El poeta José Lezama Lima, que en noviembre de 1942, la fecha de los hechos, se desempeñaba como secretario del Consejo Superior de la Defensa Social, con sede en el Castillo del Príncipe, donde el sujeto esperaba la muerte, me contó los detalles del fusilamiento, del que no fue testigo, pero que conoció de primera mano. Refirió que Kunning, que jugaba una partida de ajedrez cuando fueron a buscarlo para conducirlo al paredón, pidió a su rival que quedara tablas aquel juego que la fuerza de las circunstancia le impedía concluir. Enseguida caminó sereno hasta situarse en posición de firmes ante la escuadra de fusileros que acabaría con su vida. Miró a los soldados y luego su mirada, totalmente inexpresiva, se posó en el oficial que estaba al frente de la tropa y que le daría el tiro de gracia. No pronunció una sola palabra ni pareció inmutarse al escuchar las voces de mando, como si durante los últimos años de su existencia hubiera estado preparándose para un final así. Al día siguiente, ese oficial dijo a Lezama que Kunning, que iba a morir, daba muestras de una marcialidad tremenda y que a él le temblaban las piernas.

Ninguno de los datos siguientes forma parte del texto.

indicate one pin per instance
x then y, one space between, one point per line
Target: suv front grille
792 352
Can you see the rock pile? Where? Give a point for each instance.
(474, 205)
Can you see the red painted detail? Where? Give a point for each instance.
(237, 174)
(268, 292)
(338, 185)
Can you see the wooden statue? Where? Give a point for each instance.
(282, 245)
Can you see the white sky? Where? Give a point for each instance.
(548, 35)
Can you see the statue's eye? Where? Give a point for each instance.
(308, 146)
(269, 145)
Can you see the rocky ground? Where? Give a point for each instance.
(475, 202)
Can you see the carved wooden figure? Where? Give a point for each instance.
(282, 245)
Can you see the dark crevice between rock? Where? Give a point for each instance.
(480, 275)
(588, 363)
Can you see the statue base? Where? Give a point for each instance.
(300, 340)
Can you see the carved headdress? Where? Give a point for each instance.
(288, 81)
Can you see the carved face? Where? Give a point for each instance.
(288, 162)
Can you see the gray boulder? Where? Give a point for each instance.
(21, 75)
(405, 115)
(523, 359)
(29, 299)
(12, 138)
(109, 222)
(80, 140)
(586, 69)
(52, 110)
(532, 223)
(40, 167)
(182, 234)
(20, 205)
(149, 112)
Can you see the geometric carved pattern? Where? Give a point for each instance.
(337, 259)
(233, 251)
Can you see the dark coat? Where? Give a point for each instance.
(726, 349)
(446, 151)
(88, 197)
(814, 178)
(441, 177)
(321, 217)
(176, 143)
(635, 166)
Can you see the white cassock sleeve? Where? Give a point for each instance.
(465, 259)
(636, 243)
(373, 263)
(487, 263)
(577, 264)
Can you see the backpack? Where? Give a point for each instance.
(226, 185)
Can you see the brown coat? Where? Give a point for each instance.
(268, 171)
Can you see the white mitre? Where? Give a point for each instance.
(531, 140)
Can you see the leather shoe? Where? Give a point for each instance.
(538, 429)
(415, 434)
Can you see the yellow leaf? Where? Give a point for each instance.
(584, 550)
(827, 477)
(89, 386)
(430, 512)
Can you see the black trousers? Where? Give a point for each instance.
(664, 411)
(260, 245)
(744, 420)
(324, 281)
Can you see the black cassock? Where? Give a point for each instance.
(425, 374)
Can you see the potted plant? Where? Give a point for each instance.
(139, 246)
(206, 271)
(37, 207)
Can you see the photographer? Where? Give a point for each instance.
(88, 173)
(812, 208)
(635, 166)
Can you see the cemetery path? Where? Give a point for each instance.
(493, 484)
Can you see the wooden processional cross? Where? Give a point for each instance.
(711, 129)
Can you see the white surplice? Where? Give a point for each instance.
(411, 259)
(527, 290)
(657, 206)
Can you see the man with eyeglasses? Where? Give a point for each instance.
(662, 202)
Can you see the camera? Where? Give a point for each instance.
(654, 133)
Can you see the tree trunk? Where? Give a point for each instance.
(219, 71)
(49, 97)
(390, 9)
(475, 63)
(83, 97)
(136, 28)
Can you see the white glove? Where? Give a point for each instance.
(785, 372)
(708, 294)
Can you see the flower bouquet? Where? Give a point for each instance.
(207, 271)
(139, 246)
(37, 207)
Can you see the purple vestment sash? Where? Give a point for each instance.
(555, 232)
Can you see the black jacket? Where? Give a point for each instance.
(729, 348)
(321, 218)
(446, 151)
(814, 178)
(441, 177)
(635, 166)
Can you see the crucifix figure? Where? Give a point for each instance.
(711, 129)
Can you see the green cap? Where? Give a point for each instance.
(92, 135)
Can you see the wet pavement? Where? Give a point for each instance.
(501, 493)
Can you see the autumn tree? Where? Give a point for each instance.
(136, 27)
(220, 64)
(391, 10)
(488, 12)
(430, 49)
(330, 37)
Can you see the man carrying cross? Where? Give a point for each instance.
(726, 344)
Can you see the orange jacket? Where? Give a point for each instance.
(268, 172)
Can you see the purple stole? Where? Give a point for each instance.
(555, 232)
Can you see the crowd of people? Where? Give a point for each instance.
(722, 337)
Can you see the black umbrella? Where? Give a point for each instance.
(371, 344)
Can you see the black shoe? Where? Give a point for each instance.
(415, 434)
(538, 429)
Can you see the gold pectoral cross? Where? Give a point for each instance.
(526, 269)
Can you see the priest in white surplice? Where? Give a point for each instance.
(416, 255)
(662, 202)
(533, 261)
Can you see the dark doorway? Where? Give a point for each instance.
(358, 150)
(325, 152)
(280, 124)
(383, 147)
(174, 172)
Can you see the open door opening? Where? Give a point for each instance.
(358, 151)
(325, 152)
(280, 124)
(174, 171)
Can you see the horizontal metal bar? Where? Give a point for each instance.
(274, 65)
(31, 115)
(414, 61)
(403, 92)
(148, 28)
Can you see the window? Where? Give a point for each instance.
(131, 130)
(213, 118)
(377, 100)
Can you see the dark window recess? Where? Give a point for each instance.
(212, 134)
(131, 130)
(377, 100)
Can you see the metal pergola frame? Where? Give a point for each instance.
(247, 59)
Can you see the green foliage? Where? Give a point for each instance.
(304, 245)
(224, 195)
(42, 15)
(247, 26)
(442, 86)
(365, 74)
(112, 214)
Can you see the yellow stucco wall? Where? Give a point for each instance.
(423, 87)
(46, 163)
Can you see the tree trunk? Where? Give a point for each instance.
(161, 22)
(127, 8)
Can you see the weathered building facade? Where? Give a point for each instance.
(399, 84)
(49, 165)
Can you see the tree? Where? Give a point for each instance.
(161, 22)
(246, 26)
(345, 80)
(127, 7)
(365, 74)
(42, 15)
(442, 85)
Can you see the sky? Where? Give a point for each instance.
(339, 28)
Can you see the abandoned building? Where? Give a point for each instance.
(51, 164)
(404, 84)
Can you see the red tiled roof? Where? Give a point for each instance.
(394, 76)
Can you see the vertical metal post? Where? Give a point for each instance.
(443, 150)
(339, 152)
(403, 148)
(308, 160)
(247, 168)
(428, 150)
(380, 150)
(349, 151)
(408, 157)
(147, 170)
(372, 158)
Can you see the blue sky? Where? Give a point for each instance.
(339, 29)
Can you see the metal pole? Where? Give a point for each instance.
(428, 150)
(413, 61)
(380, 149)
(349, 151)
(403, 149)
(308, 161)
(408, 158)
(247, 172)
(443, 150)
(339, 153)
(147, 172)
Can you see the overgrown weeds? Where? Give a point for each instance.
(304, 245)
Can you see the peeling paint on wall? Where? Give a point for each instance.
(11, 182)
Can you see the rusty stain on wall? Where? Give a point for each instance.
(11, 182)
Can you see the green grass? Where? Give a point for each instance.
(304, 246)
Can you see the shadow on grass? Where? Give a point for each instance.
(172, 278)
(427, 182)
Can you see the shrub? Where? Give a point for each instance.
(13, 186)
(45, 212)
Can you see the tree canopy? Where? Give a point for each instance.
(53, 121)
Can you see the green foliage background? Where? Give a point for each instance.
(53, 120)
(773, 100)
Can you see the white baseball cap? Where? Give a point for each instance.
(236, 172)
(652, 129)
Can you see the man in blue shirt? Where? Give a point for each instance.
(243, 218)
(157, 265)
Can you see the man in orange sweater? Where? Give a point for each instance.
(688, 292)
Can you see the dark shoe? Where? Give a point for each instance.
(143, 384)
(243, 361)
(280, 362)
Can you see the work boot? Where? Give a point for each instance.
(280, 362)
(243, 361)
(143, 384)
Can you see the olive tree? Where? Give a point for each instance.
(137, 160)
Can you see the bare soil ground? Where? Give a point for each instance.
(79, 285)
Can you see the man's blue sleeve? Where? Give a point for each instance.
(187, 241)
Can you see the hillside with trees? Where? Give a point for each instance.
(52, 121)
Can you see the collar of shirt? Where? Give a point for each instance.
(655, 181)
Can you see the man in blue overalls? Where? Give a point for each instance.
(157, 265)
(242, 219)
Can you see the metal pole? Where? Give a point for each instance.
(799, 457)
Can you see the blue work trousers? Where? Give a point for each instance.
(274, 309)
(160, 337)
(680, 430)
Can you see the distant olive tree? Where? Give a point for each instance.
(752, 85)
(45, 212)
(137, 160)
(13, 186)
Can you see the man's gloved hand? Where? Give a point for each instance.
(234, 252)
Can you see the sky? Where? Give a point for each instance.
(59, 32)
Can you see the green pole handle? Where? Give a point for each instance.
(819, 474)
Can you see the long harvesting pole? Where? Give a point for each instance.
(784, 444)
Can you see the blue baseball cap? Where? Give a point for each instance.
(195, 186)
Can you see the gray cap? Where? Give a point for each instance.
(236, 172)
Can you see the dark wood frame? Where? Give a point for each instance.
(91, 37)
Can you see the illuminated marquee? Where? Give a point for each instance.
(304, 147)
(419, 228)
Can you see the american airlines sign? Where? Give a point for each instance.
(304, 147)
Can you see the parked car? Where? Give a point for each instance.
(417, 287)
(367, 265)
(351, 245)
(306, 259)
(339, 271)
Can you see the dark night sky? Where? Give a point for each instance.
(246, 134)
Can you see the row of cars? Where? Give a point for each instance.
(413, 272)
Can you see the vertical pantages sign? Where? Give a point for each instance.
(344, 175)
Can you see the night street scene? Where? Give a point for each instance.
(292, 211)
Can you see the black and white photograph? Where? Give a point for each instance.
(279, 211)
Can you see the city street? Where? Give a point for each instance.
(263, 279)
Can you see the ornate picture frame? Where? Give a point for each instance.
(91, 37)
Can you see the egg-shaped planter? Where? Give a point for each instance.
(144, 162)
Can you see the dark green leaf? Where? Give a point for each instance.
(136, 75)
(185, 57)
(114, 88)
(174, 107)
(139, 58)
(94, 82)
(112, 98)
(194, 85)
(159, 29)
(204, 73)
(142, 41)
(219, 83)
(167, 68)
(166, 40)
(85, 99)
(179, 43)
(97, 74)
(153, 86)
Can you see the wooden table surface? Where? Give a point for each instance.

El seguimiento del caso del espía estuvo a cargo del Servicio de Investigaciones de Actividades Enemigas. El Tribunal de Urgencia lo condenó a muerte el 19 de septiembre de 1942. Lo inhumaron en la necrópolis de Colón bajo un nombre supuesto. Sus restos se repatriaron a Alemania en 1953.
La señora Alcira Sánchez, de 80 años de edad, maestra jubilada internada en el Hogar Santovenia, del Cerro, me pide que localice para ella un poema que leyó siendo niña en el libro de Lectura para Segundo Grado, de Carlos de la Torre, y que no puede recordar, pese a que lo vio reproducido en parte en una crónica de María Elena Llana publicada en El Tintero. Es aquel que dice: «La Patria se siente, no tiene palabras que claro la expliquen…». Yo no he podido encontrarlo y María Elena, en los días en que escribo, está fuera de La Habana. ¿Conoce alguien el poema en cuestión? De cualquier manera quedo endeudado con Alcira.